Toulouse : “Je me mets des paquets de cigarettes sur le corps” (un trafiquant d’êtres humains)

De retour d'Andorre: 435 cartons de cigarettes cachés dans le véhicule sur le chemin de Tours

Un trentenaire toulousain, emprisonné il y a quelques années pour trafic de cannabis, s’est tourné vers la contrebande de cigarettes, un commerce “moins dangereux”.

Ce garçon des cités a commencé “tranquillement” à ramener de petites quantités de cigarettes d’Andorre en 2016, entre 10 et 15 cartouches : ” J’ai ouvert un compte Snapchat. J’ai rapidement trouvé des clients. »

Ainsi commence la deuxième partie de l’enquête sur La Transmission Midi sur le commerce du tabac dans la Ville Rose (voir le 15 novembre).

•• Les allers-retours se multiplient. Le carnet de commandes s’étoffe et le nombre de cartouches augmente.

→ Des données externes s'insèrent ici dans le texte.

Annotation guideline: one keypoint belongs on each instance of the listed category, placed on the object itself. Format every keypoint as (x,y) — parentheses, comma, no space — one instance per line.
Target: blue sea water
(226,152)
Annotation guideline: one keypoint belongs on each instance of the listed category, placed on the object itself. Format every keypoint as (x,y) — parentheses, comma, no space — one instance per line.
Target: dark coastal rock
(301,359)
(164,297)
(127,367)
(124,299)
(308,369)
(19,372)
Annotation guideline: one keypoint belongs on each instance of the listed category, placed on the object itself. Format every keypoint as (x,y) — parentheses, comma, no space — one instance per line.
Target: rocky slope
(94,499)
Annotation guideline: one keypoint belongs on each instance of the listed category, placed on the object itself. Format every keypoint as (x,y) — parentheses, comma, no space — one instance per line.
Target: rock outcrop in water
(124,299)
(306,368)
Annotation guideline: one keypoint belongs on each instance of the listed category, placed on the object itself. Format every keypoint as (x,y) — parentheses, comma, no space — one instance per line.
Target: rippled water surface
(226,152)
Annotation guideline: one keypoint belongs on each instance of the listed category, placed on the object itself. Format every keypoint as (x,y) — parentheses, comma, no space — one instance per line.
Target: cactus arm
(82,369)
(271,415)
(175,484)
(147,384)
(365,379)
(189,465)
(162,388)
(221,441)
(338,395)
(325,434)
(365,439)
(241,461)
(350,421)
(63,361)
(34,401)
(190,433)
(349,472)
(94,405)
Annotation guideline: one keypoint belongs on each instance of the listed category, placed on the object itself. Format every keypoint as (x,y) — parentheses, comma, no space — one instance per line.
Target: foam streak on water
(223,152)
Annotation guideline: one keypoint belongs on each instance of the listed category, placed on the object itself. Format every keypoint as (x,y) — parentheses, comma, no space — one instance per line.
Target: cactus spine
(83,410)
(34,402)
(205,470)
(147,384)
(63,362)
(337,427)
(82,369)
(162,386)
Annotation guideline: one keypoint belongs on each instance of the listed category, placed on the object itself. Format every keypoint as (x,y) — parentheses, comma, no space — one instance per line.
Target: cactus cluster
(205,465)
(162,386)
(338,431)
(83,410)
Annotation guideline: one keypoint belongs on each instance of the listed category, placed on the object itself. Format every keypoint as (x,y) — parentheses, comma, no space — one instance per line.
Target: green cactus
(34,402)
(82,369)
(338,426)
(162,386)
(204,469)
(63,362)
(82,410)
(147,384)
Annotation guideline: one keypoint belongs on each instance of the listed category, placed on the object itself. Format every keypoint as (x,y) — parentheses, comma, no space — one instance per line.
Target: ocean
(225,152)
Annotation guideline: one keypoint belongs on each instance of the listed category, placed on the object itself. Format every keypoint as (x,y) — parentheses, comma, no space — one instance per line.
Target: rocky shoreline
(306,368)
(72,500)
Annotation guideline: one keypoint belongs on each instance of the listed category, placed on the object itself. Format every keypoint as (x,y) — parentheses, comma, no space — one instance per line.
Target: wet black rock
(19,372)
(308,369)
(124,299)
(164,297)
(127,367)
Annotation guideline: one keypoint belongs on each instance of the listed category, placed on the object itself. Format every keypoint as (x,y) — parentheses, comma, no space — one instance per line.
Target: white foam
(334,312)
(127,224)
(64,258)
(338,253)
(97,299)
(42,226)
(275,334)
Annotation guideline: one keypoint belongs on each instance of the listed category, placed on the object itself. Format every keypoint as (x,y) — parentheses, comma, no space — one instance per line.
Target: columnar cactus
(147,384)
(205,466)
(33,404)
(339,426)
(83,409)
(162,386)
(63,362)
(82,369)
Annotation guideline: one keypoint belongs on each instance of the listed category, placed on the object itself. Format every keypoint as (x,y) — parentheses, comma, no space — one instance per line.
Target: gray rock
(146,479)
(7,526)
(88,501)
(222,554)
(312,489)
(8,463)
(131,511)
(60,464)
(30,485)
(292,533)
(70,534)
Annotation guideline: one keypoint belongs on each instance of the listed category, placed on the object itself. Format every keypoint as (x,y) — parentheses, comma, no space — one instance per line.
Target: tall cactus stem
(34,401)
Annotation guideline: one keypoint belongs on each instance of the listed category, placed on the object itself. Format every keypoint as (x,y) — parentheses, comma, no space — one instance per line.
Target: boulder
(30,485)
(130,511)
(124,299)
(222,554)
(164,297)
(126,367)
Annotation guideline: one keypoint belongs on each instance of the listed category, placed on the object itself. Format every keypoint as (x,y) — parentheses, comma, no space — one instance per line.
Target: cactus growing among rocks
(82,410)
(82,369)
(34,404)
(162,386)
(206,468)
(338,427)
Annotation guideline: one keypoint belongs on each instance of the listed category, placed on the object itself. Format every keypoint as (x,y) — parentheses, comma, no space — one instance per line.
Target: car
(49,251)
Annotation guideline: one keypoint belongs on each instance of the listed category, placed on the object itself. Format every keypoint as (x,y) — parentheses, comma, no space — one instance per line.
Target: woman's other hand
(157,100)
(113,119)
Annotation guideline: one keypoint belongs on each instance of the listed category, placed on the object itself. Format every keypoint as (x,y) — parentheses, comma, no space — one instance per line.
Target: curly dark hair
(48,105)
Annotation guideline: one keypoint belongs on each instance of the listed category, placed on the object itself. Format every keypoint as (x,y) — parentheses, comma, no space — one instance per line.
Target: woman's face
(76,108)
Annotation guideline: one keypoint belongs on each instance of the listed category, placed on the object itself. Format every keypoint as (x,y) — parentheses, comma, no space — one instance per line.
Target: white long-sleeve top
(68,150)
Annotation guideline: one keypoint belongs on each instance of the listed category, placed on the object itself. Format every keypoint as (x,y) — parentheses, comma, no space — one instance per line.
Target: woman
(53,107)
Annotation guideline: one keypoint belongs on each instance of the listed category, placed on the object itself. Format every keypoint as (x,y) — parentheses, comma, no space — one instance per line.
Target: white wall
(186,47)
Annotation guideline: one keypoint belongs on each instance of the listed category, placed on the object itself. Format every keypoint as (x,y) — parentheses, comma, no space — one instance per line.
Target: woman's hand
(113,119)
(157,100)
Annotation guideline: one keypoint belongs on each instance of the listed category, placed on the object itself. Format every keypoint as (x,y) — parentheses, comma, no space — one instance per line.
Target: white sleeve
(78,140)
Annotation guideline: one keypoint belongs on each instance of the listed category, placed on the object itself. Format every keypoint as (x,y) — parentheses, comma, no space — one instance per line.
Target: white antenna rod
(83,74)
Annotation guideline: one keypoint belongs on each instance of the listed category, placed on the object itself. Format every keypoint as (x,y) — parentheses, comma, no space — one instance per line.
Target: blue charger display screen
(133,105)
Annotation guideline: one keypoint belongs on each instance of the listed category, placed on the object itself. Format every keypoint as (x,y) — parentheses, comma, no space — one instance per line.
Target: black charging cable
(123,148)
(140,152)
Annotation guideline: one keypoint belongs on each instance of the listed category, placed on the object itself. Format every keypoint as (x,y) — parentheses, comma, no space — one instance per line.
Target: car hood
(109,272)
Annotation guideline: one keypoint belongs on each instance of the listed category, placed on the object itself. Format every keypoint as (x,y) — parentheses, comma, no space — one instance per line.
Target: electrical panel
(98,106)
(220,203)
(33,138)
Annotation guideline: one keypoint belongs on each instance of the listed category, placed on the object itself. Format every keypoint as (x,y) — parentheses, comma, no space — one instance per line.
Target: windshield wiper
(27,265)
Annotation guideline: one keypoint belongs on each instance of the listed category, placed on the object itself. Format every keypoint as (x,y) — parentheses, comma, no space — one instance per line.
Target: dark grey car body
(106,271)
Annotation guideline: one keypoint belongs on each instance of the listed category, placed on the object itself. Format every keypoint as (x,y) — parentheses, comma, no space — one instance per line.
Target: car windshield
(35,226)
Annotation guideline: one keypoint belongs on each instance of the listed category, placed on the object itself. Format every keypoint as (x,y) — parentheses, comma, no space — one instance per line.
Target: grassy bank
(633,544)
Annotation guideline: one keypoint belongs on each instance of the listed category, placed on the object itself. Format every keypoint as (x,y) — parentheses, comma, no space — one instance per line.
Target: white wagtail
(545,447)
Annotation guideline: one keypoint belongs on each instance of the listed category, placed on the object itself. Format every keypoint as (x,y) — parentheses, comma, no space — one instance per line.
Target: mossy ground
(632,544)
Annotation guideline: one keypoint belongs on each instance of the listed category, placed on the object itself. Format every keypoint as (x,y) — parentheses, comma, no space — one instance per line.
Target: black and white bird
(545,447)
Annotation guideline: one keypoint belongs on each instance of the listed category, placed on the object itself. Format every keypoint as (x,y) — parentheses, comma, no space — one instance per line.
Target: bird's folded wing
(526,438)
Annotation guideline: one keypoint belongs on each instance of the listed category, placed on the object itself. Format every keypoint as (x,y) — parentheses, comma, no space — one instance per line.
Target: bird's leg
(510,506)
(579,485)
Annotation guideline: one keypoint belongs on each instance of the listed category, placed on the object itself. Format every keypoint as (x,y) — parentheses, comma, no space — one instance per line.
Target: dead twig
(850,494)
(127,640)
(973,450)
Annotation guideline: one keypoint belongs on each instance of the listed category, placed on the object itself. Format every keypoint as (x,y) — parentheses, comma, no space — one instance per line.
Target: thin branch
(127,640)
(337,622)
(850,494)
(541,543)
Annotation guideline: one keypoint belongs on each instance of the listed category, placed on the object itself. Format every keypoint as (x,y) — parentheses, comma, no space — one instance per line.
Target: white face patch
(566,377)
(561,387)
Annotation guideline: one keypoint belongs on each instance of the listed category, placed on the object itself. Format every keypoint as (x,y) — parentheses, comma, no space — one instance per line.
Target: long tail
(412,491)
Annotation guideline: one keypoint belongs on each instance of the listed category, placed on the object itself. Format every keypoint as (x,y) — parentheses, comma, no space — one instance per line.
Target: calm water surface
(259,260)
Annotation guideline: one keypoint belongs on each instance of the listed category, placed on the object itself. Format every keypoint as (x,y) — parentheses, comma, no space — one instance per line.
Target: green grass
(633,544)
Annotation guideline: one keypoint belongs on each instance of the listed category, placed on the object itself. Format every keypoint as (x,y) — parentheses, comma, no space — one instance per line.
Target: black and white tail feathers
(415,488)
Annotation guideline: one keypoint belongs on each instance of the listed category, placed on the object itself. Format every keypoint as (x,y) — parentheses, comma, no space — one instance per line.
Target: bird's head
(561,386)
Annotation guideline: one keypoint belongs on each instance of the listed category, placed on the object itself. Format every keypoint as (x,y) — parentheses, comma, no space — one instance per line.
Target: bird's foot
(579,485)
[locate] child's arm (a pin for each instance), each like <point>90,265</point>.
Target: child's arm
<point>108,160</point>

Il fait maintenant voyager trois fois par semaine, s’il a le temps. Sinon il a affaire à des randonneurs, ces sans-papiers qui traversent les Pyrénées chargés de cigarettes de contrebande (voir 1er juin, 28 février). Le Toulousain ramène entre 40 et 50 cartouches à chaque fois.

Pour déjouer les contrôles douaniers, il a sa technique. Habituellement accompagné d’amis, le jeune homme montre un sac avec plusieurs paquets de cigarettes en respectant le quota, deux par personne.

Mais sous des manteaux amples, lui et ses complices collent les centaines de paquets sur leur corps. ” Je sais que chaque voyage est risqué. J’ai peur de me faire prendre. Mais j’ai un enfant et je n’ai pas de travail… “, il explique.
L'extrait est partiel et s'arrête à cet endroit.